お金にも、胃もたれはある。僕たちは何を貯めるべきなのか。【飽金のパラドックス】
みなさん、お金が欲しいですか?
お金は豊かであることの象徴です。
お金があれば好きなものを食べられます。好きなところに住めます。好きなサービスをいくらでも受けることができます。
お金があれば、幸福です。
でも、食べ物を食べすぎれば胃もたれしてしまいます。お金はどうでしょうか?お金は銀行口座に無限にためることができます。でも、幸せは収入の増加によって本当に無限に増加していくのでしょうか?
データ社会は、その謎を解明しています。
世界中のお金持ち~貧困層を集めて、長期間データを測定・蓄積することで、どのくらいの収入があれば幸福度が最大になるか。それは既に結論付けられているのです。
以前の研究では800万円くらいがその限度かも?という研究成果が出ていたのですが、今回、もっと大きなデータセットを使ってアップデートされた研究成果が出ています。
アナタの目標収入に、根拠はありますか?
世界一有名な調査会社Gallup社、nature誌、ハーバードビジネススクールやブリティッシュコロンビア大学が行った収入と幸福に関する最高の研究成果をご紹介します。
どのくらい収入があれば、最も幸福になれるの?
世界一有名な調査会社Gallup社による170万人を対象にしたデータセットを使った研究です。彼らはあらゆる家族の世帯年収から、一人当たりの収入を算出しました。収入と幸福感の関係を明らかにしたのです。
収入による幸福の限界点(1人あたり)
①収入によるポジティブな感覚の限界:630万円(6万ドル)
②収入によるネガティブ減少の限界:800万円(7.5万ドル)
③お金に飽きてしまう:1000万円(9.5万ドル)
*③は高学歴の人では1200万円
**2人家族なら1.4倍、3人なら1.7倍、4人なら2倍してください。
(√nをかけると世帯収入になります)
つまり、収入によって得られる幸福感には限界があり、630~800万円で最高になります。さらに、1000万円以上稼ぐとお金にあきてしまいます。この点を限界にして幸福感は下がっていくのです。この記事ではその現象を「飽金」と呼びます。
1000万円を超えた収入を持つようになると、むしろ人生の評価が下がっていきます。「お金を稼がなくてはいけない」という強いプレッシャーを感じているため、これ以上収入があっても幸福度が上がりません。
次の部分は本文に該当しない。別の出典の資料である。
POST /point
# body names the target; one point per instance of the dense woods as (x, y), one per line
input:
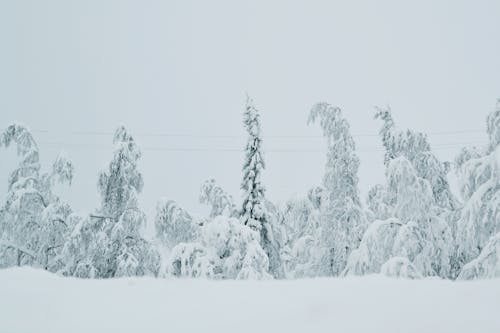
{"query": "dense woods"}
(411, 226)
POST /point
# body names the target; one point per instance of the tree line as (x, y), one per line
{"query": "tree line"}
(411, 226)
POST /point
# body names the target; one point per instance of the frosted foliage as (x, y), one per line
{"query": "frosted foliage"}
(220, 202)
(27, 150)
(110, 243)
(375, 249)
(33, 219)
(173, 224)
(493, 127)
(226, 250)
(487, 264)
(479, 174)
(190, 260)
(300, 218)
(122, 177)
(411, 195)
(426, 247)
(253, 210)
(400, 267)
(378, 203)
(414, 146)
(342, 221)
(468, 165)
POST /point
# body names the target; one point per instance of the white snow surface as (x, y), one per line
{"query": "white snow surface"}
(37, 301)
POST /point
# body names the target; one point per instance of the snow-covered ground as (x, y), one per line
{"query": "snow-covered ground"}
(36, 301)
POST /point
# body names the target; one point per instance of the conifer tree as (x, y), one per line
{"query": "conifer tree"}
(342, 219)
(254, 213)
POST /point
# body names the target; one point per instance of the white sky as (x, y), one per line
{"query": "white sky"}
(183, 67)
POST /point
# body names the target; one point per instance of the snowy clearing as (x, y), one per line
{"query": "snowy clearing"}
(37, 301)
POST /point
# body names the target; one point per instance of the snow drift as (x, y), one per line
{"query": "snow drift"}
(37, 301)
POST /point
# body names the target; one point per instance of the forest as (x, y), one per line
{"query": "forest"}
(412, 226)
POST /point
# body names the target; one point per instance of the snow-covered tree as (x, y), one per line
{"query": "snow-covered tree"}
(174, 224)
(342, 220)
(400, 267)
(220, 201)
(109, 243)
(479, 174)
(226, 249)
(254, 208)
(414, 230)
(33, 224)
(415, 147)
(253, 211)
(487, 264)
(300, 225)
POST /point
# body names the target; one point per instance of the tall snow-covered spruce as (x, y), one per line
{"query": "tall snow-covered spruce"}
(342, 220)
(33, 219)
(411, 212)
(254, 212)
(109, 243)
(478, 228)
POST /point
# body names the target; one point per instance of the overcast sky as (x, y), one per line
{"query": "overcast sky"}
(176, 74)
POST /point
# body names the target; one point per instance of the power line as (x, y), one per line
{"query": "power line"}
(210, 136)
(442, 146)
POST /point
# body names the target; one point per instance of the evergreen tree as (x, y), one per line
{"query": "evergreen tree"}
(33, 220)
(221, 202)
(254, 213)
(415, 147)
(479, 174)
(342, 221)
(109, 243)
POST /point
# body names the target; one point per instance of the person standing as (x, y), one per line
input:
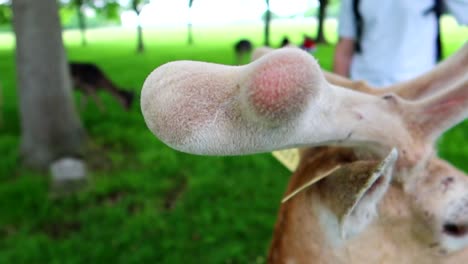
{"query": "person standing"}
(389, 41)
学歴が高いヒトは周りの人間の収入も高くなるため、「飽金」が起こるのは1200万円ですが、それ以上の収入は幸福感にはつながっていません。
お金によって、自由を獲得できるハズだったのに、むしろ不自由になってしまうのです。私はこれを「飽金のパラドックス」と呼んでいます。
実は、このデータには男女差が発見されました。
一般的に、男性の方が高い収入を求め、収入によって満足感を感じるかのように思われます。私も研究チームもそれを予想していたのですが、分析結果は全く逆でした。
女性は男性よりも「飽金」になるまで100万円ほど余裕があることが分かったのです。この事実は女性の方が、お金で多くの幸福感を得られることを示唆しています。
■お金と時間、どちらを優先するべきか?
お金は使い方も重要です。
ハーバードビジネススクールとブリティッシュコロンビア大学によって行われた研究では、お金よりも時間を重要視したほうが幸福度が高まることが示されています。
この研究では、1232人の大学生に「時間とお金、どちらが重要か?」という質問を投げかけることで、彼らの性格をチェック。その1年後、幸せに関する様々な質問に答えてもらいました。それによって、時間重視とお金重視の考え方。どちらが幸福かを調べたのです。
その結果は以下の通り。
■幸福度
すべてをひっくるめて考えて、どのくらい幸せだと思うか?
「時間の方が大切だ」と考えている生徒の方が幸福度は高くなることが分かりました。
過去の研究成果も同様に、時間を大切にしている人の方が幸福度が高いことが示されていることから、この傾向はほぼ間違いないと言えます。
■モチベーション
就職や進学のほか、インターンや旅行、ボランティア等に参加しているか?を調べ、そのアクティビティを人に言われたからやったのか、自分からやりたいと思ったのかをチェックしました。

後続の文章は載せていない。